Chapitre 1 : Le campement
Où, sans s'épargner quelques considérations d'ordre esthétique, on fait la connaissance de Radigan et de son Bicéphale.
Radigan était accroupi. La pointe de ses pieds solidement ancrée dans le sol poussiéreux, le corps en équilibre légèrement penché en avant, le coude appuyé sur son genou et le menton posé dans la paume de sa main, il contemplait le feu qu'il venait d'allumer. Des étincelles s'élevaient, trouant la nuit à la poursuite d'étoiles qu'elles s'épuisaient à rejoindre sans jamais les atteindre.
On devinait à proximité la silhouette peu commune de sa monture, un grand bicéphale à tête d'aigle et de lion. Léchées par la lueur des flammes, ses plumes sombres et sa crinière rousse s'animaient parfois d'un discret tremblement.
Etre accompagné d'un bicéphale à pattes d'aigle était un gage de sécurité. Ce compagnon infatigable tenait les curieux à distance. Il suffisait de considérer son bec cranté ou les pinces de homard qui crevaient son poitrail d'un éclat brun et lisse. Quant à sa mâchoire puissante auréolée d'une crinière fauve elle pouvait rompre n'importe quelle carapace. Mais, chaque nuit, la lumière des lunes transformait cette masse sculpturale en une cible vivante. Il était plus prudent d'attendre le jour pour voler de nouveau.
Les muscles ankylosés par la journée de voyage autant que par la pose qu'il avait adoptée pour réfléchir à la situation, Radigan se releva et fit quelques pas pour se détendre. Dans ces régions, la vie était rude. La pluie y était si rare qu'on ne savait plus en garder le souvenir. En l'absence de champignon douche, il devait faire avec les moyens du bord et, sans le soutien des membres du clan ce n'était pas une mince affaire.
Il monta rapidement son campement. Il pouvait se satisfaire de peu. Mais camoufler Nicophène se révélait plus laborieux bien qu'essentiel. Les laborantiniens, n'étaient pas les bienvenus partout et qui d'autre aurait pu créer une telle créature ?

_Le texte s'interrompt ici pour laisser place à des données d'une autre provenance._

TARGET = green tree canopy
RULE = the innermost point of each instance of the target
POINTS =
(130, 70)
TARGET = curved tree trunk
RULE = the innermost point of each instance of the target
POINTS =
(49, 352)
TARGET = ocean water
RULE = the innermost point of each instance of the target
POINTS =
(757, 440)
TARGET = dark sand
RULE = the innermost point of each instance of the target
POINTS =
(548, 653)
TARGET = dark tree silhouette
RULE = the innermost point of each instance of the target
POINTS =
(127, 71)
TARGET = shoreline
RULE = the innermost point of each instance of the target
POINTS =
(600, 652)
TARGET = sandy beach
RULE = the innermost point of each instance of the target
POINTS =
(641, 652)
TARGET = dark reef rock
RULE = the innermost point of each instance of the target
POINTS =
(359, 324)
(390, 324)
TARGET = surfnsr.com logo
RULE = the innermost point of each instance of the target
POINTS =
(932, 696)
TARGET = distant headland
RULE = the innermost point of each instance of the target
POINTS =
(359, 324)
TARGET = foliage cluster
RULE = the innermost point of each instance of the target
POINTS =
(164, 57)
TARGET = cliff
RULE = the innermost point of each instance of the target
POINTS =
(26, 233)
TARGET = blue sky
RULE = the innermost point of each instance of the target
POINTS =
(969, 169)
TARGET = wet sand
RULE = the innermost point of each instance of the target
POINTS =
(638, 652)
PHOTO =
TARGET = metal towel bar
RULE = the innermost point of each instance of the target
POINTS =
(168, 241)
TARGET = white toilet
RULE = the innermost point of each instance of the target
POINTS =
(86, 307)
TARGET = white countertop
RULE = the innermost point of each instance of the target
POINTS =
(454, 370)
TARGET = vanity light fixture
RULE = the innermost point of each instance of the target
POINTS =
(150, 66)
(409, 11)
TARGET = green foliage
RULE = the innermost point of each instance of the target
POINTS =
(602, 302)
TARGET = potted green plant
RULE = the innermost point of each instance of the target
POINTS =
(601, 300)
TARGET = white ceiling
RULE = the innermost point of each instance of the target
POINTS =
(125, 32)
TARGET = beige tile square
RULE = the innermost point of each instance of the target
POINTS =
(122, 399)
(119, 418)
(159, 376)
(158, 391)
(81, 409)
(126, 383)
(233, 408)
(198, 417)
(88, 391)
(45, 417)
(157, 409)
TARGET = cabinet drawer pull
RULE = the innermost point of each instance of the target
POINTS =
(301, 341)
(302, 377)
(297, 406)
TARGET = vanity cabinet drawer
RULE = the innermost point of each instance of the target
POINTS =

Dans les steppes ourlées, des populations restaient obstinément hostiles au progrès. Leurs efforts vains et inutiles pour se maintenir en vie loin des villes enterrées évoquaient la course désespérée des gnouzks. Ces animaux grotesques pouvaient mourir de faim ou d'épuisement sans réagir. Souvent, pendant les spectacles, les soigneurs étaient même contraints de les ramener à la vie. Ah ! Les combats de gnouzk... Quel plaisir! Leurs perpétuels bondissements, leurs envolées lourdaudes au-dessus des terrains de chasse. La prédation rapide et élégante des bicéphales...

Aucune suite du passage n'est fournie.